Big business delegation from France visits Cuba

News from Cuba | Wednesday, 7 March 2012

from the Cuban Standard

Following a visit by Foreign Trade Secretary Pierre Lellouche in November, a business delegation that included executives of 17 French corporations spent three days in Havana March 5-7, to scout for investments.

The companies in the delegation are looking for opportunities in energy, transport, telecommunications and agribusiness, according to a press release by the French embassy in Havana. Lellouche said in November that he expected French investments in Cuba to rise from euro 150 million (US$201 million) in 2011 to euro 250 million ($335 million) in 2012.

“Even though the U.S. embargo still weighs on the activities of the country, the improvement of the economic situation since 2009 ? grants some flexibility to the Cuban authorities to pursue the actualization of the economic model and the ministerial reorganization following the Communist Party Congress in April 2011,” the Mouvement des Entreprises de France (Medef) said in an invitation letter to delegation participants.

The delegation was headed by Pierre Pringuet, CEO of Pernod Ricard SA. The Paris-based liquor giant is the foreign partner in the Havana Club rum joint venture. The group met, among others, with Deputy Foreign Minister Dagoberto Rodríguez.

This was the second Medef delegation to visit Cuba since 2008.

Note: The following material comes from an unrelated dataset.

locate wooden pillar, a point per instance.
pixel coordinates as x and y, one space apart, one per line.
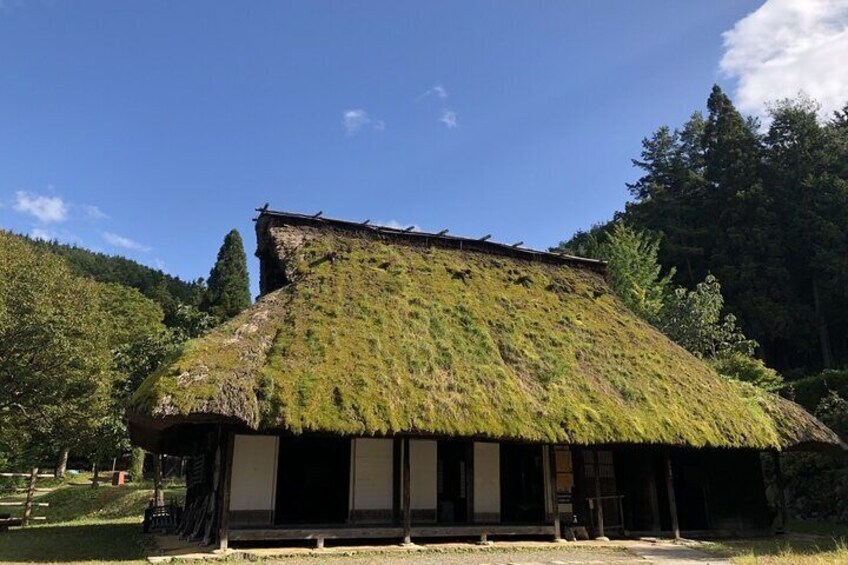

Lellouche was the highest-ranking French official to visit Cuba in nine years. France suspended bilateral government cooperation in 2003, after Cuba imprisoned 75 people in a crackdown. In December 2010, barely a week after Cuba announced it had freed all of the 75, France and Cuba signed a “declaration on the resumption of cooperation.”

Politics aside, the main stumbling block is Cuba’s debt and its falling behind on payments to French government agency Coface, which has not provided credit guarantees related to Cuba since 2006. A Cuban delegation traveled to France in January to discuss debt issues; neither Coface nor the Cuban government made an announcement about the outcome of the talks.

In its most recent risk assessment of Cuba, Coface predicts “mediocre” growth for 2012, citing the slowness of reforms and a slow shift of workers from government to private-sector jobs. Coface expects rising unemployment, inflationary pressure, a slowdown of tourism, and a retraction of nickel prices to depress growth this year.